Figure 1 is the overall 5 purchase diagram of the present invention, Figure 2 is the above ↑
Figure 3 shows the data that should be placed in the storage device when the auxiliary storage cache contains the contents, and Figure 3 shows the data that should be placed in the ML storage device when the auxiliary storage cache does not contain the above contents. Figures shown in Figure 4, A3) and Figure 5 (A), C [3
) is a flowchart of the output processing of the method of the present invention.

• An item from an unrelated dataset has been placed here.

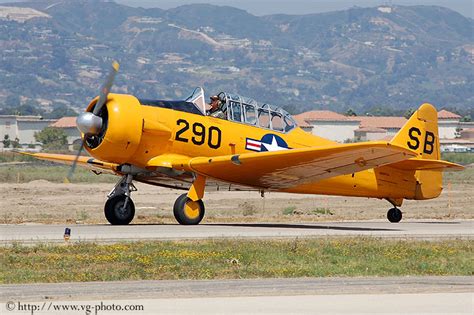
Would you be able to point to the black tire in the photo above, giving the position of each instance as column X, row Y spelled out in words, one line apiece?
column 113, row 210
column 184, row 216
column 394, row 215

(:1.”'Representative Patent Attorney Toshiyuki Usuda),,fl-,,.Z 1 Figure 5 (A) (B)

Claims (1)

[Claims] 1. Main origin 'rJt! , the device and the information that this main memory contains or does not contain? an auxiliary storage cache for storing information, an auxiliary storage device for storing information including the contents of the auxiliary syndrome 1 neglect cache, and a central processing unit for managing the reference frequency data so that it is stored in the main storage device. and an auxiliary storage control device that manages data such that the next most frequently referenced data after the data stored in the main storage device is stored in the auxiliary storage device. a first storage area for storing information indicating whether or not there has been a change in the stored data;
The data transfer method is characterized in that the central processing unit controls data to be transferred from the main storage device to the auxiliary storage control device by referring to information stored in the first storage area. 2. In the method described in item 1, when there is no change in the data stored in the main memory, the address of the data to be transferred is sent, and when there is a change, both the data and address are sent. Characteristic data transfer method. 3. In the method of item 2, the second memory stores information indicating whether or not the data currently in the auxiliary memory cache has been changed while being stored in the main memory.
1tT area, and the auxiliary storage control device updates the data in the auxiliary storage cache and also updates the information in the second storage area when it receives both the address and the data. Transfer method. 4. In the method of item 2, the auxiliary storage control device has a third storage area that stores information indicating whether or not the data currently in the auxiliary storage cache is also in the main storage; A data transfer method characterized in that the third storage area is updated when both the address and the address are received. 5. A data transfer method according to item 1, characterized in that control information indicating whether or not there has been a change while being stored in the main storage device is added to the data before the data is transferred. 6. In the method of the fifth koma, the data currently in the cache for ``L, rn + auxiliary notes'' is the main one, and the data is not changed while stored in the sieve. The second memory that stores the information shown is cured and the auxiliary memory control device (d1
At the same time as receiving the data and storing it in the 1111 million cache,
In the method of item 7, item 3 or item 6, the +ft information of the second storage area is indicates that there has been a data change, the auxiliary nr from the auxiliary H1i storage cache: i=
A data transfer method characterized in that when data is actually output to a device and there is no shortage, the data area of the cache is set to a free area of %4.